Why I Might Trim My Netflix Position This Week
Netflix is reporting earnings on Wednesday of this week, so what better time than now to re-evaluate where Netflix is and where it is going? I’ve written many times before about how Netflix (NFLX) has a special place in my heart for a number of reasons. It has been the best performer in the Freedom Portfolio (up 640% and beating the S&P 500 by 580%) and was one of my biggest winners early in my investing career (although it could’ve been a much bigger winner). Whenever I have sold parts of my position, I have almost always regretted it, to the point where I half-jokingly swear off ever selling Netflix shares again.
Which is why it’s tough to say that I’m thinking of trimming my Netflix position.
Nostalgia and emotional attachment is no reason to hold onto a stock. Investing is all about looking forward, not looking back and reminiscing about the past. Netflix is currently the only Enterprise level position in the Freedom Portfolio.
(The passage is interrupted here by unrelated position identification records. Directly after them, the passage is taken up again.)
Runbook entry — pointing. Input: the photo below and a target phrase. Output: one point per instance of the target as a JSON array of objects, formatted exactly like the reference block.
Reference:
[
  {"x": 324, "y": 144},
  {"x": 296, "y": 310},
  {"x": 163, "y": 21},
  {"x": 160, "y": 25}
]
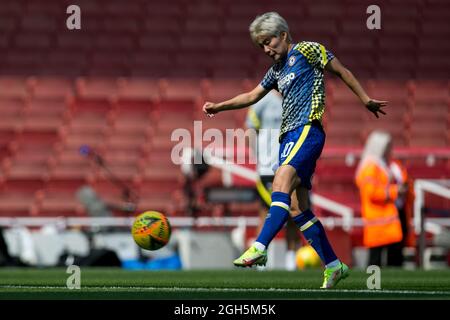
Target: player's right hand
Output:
[{"x": 209, "y": 109}]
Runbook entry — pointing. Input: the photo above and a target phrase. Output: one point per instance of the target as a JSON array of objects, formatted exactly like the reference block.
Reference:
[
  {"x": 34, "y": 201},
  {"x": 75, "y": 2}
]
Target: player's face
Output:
[{"x": 276, "y": 47}]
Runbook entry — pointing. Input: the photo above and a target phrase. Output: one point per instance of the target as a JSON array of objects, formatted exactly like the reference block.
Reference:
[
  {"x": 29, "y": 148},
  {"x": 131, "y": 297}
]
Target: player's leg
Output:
[
  {"x": 284, "y": 183},
  {"x": 315, "y": 234},
  {"x": 292, "y": 235}
]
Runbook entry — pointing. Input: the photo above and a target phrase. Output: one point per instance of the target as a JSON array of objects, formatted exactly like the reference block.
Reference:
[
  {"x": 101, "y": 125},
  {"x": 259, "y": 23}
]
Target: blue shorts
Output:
[{"x": 301, "y": 148}]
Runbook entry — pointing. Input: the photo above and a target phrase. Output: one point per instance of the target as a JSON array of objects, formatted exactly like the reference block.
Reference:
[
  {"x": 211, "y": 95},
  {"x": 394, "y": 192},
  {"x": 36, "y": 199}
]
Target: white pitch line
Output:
[{"x": 172, "y": 289}]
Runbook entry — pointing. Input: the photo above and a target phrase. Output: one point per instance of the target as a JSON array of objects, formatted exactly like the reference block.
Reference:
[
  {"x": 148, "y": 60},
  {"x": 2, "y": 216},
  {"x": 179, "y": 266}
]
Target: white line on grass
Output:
[{"x": 179, "y": 289}]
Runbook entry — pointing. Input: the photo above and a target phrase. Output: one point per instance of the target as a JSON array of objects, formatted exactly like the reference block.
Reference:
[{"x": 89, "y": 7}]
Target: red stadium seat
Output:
[{"x": 13, "y": 87}]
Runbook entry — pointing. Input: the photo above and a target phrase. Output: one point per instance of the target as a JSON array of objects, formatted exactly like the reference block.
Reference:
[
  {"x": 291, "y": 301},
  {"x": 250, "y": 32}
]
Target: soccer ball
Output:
[
  {"x": 306, "y": 257},
  {"x": 151, "y": 230}
]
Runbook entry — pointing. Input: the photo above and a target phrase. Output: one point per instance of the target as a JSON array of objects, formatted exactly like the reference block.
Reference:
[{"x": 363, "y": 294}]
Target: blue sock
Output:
[
  {"x": 315, "y": 234},
  {"x": 276, "y": 218}
]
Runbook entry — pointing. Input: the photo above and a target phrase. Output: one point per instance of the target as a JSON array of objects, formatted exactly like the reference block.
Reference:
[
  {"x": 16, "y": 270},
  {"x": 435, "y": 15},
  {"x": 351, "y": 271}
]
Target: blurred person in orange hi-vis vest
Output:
[{"x": 386, "y": 201}]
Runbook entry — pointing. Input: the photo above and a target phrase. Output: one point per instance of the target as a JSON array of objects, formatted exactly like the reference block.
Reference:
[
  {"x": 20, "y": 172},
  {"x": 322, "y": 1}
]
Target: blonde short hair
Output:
[{"x": 268, "y": 24}]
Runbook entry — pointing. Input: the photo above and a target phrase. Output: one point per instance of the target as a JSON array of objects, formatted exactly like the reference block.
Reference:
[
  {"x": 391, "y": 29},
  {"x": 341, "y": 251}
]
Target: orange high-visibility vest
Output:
[{"x": 381, "y": 222}]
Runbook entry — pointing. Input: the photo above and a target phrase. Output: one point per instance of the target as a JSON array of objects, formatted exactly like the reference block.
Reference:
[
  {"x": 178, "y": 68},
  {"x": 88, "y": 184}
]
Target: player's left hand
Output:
[
  {"x": 209, "y": 109},
  {"x": 375, "y": 106}
]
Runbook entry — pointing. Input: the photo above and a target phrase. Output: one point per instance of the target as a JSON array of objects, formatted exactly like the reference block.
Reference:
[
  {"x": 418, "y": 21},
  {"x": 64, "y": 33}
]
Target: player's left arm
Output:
[{"x": 336, "y": 67}]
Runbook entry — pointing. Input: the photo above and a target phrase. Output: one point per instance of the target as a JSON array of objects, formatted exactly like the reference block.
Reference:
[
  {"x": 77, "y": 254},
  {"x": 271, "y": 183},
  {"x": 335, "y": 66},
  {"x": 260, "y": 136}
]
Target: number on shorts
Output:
[{"x": 287, "y": 149}]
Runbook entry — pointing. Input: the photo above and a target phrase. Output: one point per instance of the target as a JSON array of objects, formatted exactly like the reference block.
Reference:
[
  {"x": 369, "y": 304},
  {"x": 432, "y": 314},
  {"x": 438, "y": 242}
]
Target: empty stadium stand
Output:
[{"x": 138, "y": 70}]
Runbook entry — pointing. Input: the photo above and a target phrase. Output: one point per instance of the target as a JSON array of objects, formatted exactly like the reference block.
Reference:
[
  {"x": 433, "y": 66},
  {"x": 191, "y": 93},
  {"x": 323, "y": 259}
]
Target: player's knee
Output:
[{"x": 285, "y": 180}]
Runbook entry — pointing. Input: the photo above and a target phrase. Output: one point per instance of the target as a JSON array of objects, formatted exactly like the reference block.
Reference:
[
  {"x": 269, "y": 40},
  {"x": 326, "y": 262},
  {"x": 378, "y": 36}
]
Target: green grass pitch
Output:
[{"x": 107, "y": 283}]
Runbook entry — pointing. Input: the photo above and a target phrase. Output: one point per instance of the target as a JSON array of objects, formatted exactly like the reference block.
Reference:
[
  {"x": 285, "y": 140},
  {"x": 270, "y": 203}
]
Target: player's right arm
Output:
[{"x": 240, "y": 101}]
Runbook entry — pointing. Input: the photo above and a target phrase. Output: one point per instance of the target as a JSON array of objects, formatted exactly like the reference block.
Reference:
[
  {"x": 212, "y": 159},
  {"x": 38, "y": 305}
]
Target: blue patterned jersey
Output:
[{"x": 299, "y": 78}]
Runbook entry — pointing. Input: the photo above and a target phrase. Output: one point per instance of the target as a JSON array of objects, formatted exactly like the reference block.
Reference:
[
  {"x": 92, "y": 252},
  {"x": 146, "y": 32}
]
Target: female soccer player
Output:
[{"x": 297, "y": 73}]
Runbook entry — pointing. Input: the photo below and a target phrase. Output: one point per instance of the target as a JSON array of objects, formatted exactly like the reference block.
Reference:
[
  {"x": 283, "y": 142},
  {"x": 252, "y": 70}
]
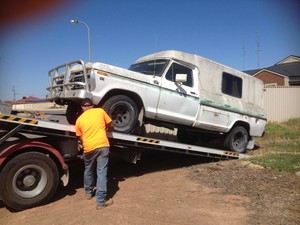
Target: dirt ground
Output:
[{"x": 166, "y": 188}]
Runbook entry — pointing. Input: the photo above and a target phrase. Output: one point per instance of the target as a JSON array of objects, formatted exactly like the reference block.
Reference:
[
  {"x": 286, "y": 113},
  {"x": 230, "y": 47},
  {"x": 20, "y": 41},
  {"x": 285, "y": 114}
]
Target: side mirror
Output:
[{"x": 180, "y": 78}]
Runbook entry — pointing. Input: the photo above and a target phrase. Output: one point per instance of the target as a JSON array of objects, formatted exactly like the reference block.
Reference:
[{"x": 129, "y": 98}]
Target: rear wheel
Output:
[
  {"x": 237, "y": 139},
  {"x": 28, "y": 180},
  {"x": 123, "y": 111}
]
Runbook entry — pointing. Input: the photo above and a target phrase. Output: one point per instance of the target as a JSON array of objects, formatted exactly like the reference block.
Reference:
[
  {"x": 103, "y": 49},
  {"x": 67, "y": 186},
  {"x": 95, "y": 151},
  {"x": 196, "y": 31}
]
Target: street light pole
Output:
[{"x": 89, "y": 36}]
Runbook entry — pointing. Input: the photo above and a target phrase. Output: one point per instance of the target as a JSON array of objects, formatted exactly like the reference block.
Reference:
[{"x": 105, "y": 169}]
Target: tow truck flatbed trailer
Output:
[{"x": 35, "y": 153}]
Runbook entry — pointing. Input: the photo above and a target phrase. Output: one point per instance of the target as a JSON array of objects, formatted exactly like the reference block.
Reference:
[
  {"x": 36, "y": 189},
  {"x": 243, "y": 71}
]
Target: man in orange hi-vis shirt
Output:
[{"x": 91, "y": 127}]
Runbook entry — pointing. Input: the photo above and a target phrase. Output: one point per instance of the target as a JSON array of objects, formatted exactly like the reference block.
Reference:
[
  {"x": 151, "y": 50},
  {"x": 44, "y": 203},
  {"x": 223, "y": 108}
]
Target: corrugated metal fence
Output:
[{"x": 282, "y": 103}]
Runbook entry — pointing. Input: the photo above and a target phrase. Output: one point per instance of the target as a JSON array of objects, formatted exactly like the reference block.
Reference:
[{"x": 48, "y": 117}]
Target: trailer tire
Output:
[
  {"x": 73, "y": 112},
  {"x": 123, "y": 111},
  {"x": 237, "y": 139},
  {"x": 28, "y": 180}
]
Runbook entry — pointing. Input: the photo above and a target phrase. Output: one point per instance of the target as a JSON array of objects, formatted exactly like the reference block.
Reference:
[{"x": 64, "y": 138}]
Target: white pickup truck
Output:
[{"x": 199, "y": 97}]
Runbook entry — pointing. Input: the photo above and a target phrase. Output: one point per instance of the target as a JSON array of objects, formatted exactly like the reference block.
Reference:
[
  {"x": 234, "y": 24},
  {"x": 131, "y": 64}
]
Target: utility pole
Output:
[
  {"x": 14, "y": 92},
  {"x": 257, "y": 52},
  {"x": 244, "y": 55}
]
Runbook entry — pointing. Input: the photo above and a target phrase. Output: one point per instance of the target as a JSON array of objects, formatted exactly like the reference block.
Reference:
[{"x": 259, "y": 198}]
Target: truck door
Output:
[{"x": 179, "y": 101}]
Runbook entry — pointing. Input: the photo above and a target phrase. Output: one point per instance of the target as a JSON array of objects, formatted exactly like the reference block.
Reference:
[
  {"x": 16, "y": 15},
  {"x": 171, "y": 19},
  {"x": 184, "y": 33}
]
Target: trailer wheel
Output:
[
  {"x": 123, "y": 111},
  {"x": 73, "y": 112},
  {"x": 237, "y": 139},
  {"x": 28, "y": 180}
]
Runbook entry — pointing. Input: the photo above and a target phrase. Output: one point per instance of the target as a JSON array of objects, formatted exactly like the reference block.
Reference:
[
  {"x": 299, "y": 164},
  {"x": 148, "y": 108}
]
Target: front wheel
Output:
[
  {"x": 28, "y": 180},
  {"x": 123, "y": 111},
  {"x": 237, "y": 139}
]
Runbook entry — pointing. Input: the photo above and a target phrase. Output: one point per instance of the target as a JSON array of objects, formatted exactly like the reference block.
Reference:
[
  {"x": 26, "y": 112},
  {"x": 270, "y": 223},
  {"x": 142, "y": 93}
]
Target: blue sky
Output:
[{"x": 122, "y": 31}]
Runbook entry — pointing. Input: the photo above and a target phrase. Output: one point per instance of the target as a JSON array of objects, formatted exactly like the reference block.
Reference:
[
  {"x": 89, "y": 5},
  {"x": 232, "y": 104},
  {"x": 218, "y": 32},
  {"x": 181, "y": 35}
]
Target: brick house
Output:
[{"x": 284, "y": 73}]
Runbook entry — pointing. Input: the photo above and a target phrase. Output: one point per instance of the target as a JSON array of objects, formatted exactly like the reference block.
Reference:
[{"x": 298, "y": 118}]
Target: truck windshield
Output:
[{"x": 153, "y": 67}]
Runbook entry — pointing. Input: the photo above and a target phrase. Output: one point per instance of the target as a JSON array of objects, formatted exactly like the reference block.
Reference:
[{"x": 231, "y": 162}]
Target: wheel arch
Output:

Does my conviction in the company still match the size of the position?
Here are the four main reasons why my conviction in Netflix is waning a bit, in no particular order:
- The low hanging fruit might be picked – Netflix’s domestic growth has been slowing as it has started to reach a saturation point in the US. Luckily, international subscriber growth has picked up the slack, but how much longer can that continue? Many countries don’t have the infrastructure yet to support streaming video, and Netflix has run into some speed bumps when it comes to the two most populous countries. Speaking of which…
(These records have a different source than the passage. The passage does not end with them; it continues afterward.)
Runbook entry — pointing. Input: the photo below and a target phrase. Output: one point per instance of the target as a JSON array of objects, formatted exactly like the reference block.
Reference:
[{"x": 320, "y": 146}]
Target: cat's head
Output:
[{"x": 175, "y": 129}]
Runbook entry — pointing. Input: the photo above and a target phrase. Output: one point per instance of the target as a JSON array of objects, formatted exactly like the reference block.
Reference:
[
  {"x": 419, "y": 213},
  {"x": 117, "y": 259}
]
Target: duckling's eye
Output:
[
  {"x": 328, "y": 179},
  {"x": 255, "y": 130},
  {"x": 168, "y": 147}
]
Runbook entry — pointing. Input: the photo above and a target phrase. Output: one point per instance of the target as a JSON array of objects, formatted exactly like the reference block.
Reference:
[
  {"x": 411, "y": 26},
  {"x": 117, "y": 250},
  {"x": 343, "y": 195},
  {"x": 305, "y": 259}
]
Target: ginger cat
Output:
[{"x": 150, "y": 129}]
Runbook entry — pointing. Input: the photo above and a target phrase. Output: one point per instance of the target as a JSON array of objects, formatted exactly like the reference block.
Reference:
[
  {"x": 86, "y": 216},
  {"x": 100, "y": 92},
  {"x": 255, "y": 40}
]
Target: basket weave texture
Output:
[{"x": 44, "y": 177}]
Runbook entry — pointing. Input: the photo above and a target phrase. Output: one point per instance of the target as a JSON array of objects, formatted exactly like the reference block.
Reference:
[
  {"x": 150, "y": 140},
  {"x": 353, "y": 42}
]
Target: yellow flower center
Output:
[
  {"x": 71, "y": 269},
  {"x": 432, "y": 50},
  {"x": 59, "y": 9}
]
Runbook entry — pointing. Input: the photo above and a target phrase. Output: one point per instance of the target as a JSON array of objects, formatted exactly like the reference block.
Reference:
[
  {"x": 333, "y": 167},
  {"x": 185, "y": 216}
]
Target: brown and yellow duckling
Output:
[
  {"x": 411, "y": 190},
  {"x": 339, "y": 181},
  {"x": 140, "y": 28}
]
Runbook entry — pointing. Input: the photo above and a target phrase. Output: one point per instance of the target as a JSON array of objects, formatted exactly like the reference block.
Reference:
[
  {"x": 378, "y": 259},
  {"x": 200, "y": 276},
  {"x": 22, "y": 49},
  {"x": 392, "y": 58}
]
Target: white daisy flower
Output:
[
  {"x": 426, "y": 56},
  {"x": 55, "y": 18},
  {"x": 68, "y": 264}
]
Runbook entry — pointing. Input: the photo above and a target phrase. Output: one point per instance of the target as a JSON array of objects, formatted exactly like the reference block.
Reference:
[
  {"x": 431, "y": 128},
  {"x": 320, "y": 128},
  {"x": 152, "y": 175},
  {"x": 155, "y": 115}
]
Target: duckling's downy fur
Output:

- India might be a tough nut to crack – One of the underrated aspects of Disney’s (DIS) purchase of Fox was the acquisition of Hotstar, a streaming video service in India. Hotstar gives Disney a huge head start over Netflix. India is a giant opportunity for Netflix, but it’s also a market where they have to play catch-up. Can they do it? How much will they have to spend on original content to compete?
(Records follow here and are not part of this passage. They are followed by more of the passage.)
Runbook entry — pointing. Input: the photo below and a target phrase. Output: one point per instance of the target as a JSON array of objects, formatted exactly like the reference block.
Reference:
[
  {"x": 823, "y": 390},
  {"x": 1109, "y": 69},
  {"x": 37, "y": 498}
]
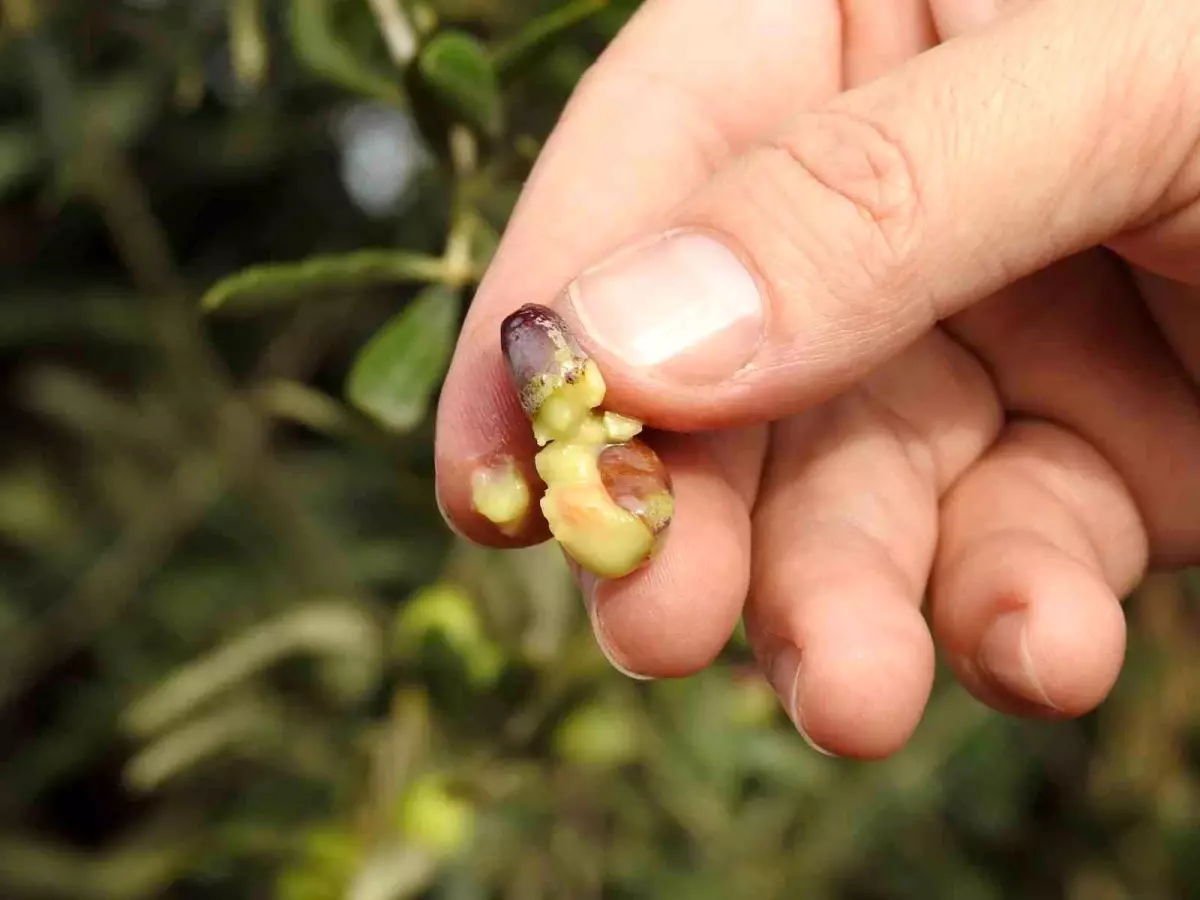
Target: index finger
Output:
[{"x": 688, "y": 84}]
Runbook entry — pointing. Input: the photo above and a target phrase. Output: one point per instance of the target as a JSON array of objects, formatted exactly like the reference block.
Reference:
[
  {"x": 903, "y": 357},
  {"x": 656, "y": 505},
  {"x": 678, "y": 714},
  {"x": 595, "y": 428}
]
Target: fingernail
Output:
[
  {"x": 1005, "y": 657},
  {"x": 784, "y": 673},
  {"x": 683, "y": 305},
  {"x": 589, "y": 586}
]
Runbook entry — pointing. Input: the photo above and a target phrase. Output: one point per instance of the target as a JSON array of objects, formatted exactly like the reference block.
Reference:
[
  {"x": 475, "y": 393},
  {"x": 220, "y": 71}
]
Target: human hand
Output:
[{"x": 905, "y": 259}]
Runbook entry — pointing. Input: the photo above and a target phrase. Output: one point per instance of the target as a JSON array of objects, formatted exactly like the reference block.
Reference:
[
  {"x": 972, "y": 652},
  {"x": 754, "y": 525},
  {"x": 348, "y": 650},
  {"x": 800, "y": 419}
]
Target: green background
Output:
[{"x": 241, "y": 657}]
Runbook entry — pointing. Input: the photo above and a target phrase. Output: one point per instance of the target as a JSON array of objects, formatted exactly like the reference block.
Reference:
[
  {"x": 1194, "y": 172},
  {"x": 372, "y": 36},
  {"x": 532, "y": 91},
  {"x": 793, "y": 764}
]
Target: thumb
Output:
[{"x": 816, "y": 256}]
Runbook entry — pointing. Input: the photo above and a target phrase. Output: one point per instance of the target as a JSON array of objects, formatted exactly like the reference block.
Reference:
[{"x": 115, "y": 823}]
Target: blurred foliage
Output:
[{"x": 240, "y": 655}]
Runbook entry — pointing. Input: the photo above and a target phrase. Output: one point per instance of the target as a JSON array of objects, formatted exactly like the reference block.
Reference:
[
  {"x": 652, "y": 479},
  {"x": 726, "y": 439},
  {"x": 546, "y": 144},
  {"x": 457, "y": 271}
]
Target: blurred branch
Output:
[{"x": 102, "y": 593}]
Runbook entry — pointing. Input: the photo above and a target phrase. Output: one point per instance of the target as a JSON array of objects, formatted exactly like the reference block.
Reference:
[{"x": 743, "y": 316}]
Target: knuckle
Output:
[{"x": 855, "y": 189}]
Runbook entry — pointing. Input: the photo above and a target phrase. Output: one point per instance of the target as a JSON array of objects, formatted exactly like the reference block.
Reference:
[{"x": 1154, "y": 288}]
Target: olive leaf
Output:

- Content uncertainty – A lot of noise has been made lately about a lot of the content that Netflix is losing. Disney is pulling their content back for their own service and the Daredevil/Jessica Jones/Luke Cage/Iron Fist/Punisher shows have all been canceled. They’re also losing the rights to Friends and The Office, two of the most watched shows on Netflix. To their credit, Netflix has been preparing for this day for a long time by ramping up spending on their own content, but the jury is still out on how much losing those two shows will hurt their subscriber count.
- Decreased pricing power – Disney surprised a lot of people when they announced the pricing for their new Disney+ streaming service would start at $6.99 a month, which is significantly cheaper than the most common Netflix plan. While I don’t expect massive defections from Netflix when Disney+ launches, and do believe that Netflix can still achieve subscriber growth with a higher price point, I do think this hurts Netflix’s ability to raise prices in the future as long as Disney’s service remains significantly cheaper.
I should note that none of this means that I think Netflix is a terrible investment. I’m considering trimming my investment, not liquidating it completely. My conviction has waned, but not entirely gone away. I still like the company a great deal and think it will beat the market over the coming years. The question is if I’m still as convinced it has as much upside as some of the positions that are smaller than it. I’m not sure I do.
I’m not going to do anything before the earnings call, and I might not even do anything after the call. But unless I hear anything that piques my interest or causes me to alter my thesis, there’s a chance I might reduce my Netflix holding from an Enterprise level to a Serenity level.
And if I do, I guess we’ll see if Netflix can make me regret it again.